Kasat Reskrim Polres Bandara Soekarno-Hatta Kompol Yandri Mono mengatakan, telah menerima laporan dugaan penipuan calon pilot ini dari tiga orang. Masing masing korban mengalami kerugian yang bervariasi.

"Ada yang Rp 35 juta, Rp 550 juta hingga Rp 800 juta. Kemungkinan korban masih bertambah, ini masih terus kami dalami dan kembangkan," kata Yandri, Senin (17/11/2025).
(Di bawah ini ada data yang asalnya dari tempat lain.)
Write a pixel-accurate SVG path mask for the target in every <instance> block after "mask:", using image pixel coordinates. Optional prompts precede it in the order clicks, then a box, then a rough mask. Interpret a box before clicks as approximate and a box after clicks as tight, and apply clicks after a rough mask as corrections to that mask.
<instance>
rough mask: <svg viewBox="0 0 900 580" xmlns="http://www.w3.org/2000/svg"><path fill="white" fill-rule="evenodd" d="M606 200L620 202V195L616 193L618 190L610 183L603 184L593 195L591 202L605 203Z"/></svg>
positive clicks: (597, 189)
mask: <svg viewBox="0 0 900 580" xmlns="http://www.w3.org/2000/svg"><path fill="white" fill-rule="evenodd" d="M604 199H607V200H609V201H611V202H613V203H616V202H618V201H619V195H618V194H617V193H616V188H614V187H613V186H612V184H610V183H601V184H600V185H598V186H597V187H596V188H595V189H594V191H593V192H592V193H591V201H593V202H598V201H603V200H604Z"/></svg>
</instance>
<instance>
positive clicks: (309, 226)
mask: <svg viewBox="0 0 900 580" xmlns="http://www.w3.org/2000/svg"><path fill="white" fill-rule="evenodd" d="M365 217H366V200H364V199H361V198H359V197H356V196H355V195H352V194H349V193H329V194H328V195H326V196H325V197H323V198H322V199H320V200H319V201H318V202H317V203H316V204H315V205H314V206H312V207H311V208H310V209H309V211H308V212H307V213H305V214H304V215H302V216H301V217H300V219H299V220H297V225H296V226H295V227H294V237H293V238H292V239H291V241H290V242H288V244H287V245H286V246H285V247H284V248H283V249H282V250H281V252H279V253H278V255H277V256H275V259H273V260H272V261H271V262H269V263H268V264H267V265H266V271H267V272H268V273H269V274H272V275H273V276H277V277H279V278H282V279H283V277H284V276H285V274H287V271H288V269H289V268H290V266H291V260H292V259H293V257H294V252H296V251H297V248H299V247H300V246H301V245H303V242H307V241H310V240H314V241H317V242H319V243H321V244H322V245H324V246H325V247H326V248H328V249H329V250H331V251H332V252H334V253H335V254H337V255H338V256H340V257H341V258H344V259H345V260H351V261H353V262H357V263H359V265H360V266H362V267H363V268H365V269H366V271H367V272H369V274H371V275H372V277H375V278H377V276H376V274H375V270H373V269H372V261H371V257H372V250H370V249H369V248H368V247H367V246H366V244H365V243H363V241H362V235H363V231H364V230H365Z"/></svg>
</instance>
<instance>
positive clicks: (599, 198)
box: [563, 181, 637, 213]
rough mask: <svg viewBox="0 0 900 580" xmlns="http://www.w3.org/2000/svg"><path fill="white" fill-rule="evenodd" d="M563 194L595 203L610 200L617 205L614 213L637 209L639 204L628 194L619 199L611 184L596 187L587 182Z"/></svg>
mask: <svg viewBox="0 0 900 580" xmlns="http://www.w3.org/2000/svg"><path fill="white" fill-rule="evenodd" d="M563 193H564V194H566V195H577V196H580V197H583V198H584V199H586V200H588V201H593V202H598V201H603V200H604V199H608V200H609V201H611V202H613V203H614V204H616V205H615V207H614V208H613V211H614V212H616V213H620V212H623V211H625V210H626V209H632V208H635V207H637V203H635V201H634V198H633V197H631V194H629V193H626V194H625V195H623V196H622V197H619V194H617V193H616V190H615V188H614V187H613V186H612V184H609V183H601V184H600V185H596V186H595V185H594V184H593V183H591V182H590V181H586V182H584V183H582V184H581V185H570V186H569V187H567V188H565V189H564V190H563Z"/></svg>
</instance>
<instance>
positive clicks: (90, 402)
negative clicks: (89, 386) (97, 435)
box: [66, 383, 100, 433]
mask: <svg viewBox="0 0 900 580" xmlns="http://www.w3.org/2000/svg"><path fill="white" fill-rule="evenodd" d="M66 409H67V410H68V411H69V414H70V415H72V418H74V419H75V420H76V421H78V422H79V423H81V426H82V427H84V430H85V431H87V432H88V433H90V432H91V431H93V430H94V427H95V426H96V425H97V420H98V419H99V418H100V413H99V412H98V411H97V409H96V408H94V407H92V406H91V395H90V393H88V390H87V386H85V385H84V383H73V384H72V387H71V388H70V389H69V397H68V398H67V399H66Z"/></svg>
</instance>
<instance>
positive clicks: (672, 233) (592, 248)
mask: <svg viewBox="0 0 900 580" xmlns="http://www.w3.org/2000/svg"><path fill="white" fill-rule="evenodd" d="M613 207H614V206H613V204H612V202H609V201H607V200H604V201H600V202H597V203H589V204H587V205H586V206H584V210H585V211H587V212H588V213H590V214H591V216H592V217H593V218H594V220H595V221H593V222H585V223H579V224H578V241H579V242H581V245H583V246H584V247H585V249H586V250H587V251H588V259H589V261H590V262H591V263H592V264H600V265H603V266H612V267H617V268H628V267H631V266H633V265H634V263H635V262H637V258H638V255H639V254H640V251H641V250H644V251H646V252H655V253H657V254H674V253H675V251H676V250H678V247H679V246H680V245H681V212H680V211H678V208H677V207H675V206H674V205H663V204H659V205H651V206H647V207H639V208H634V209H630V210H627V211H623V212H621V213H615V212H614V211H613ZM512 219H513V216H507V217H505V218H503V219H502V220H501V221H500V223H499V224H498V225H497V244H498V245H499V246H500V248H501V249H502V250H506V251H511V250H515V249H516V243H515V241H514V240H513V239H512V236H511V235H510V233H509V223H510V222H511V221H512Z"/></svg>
Awalnya, kasus ini terbongkar pada Minggu (15/11/2025), ketika korban berinisial ENA menghubungi rekannya bernama B untuk mencari informasi lowongan pekerjaan sebagai pilot. B kemudian memberikan nomor seorang pria bernama RTI melalui WhatsApp.

"Korban lalu menghubungi dan menanyakan informasi terkait peluang kerja tersebut," kata Kanit 3 Satreskrim Polres Bandara Soekarno Hatta Ipda Astono.

Dalam beberapa pertemuan di salah satu kafe di bandara, RTI menjelaskan mekanisme perekrutan pilot dan menjanjikan bahwa ENA dipastikan lulus, dengan syarat harus membayar biaya sebesar Rp 550 juta.

Terbuai janji tersebut, korban setuju dan melakukan pembayaran melalui transfer bank sebanyak 8 kali ke rekening RTI.

"Transaksi dilakukan mulai 17 September hingga 20 Oktober 2024," tutur Astono.

Setelah uang dinyatakan lunas, pelaku meminta waktu tiga bulan untuk proses perekrutan, serta menjanjikan uang akan dikembalikan utuh apabila terjadi kegagalan dalam proses tersebut.

Namun hingga batas waktu yang dijanjikan, korban tidak mendapatkan kejelasan dan pelaku terus mengulur waktu.

Atas kejadian tersebut, korban mengalami kerugian materi sebesar Rp 550 juta dan melaporkannya ke Polres Bandara Soekarno-Hatta untuk proses penyelidikan lebih lanjut.

Setelah ENA melapor, korban berikutnya berinisial JN telah resmi melapor ke Polres Bandara Soekarno Hatta.

"Pelaku dijerat dengan pasal penipuan dan penggelapan yaitu pasal 378 KUHP dan pasal 372 KUHP. Dengan ancaman empat tahun penjara," pungkasnya.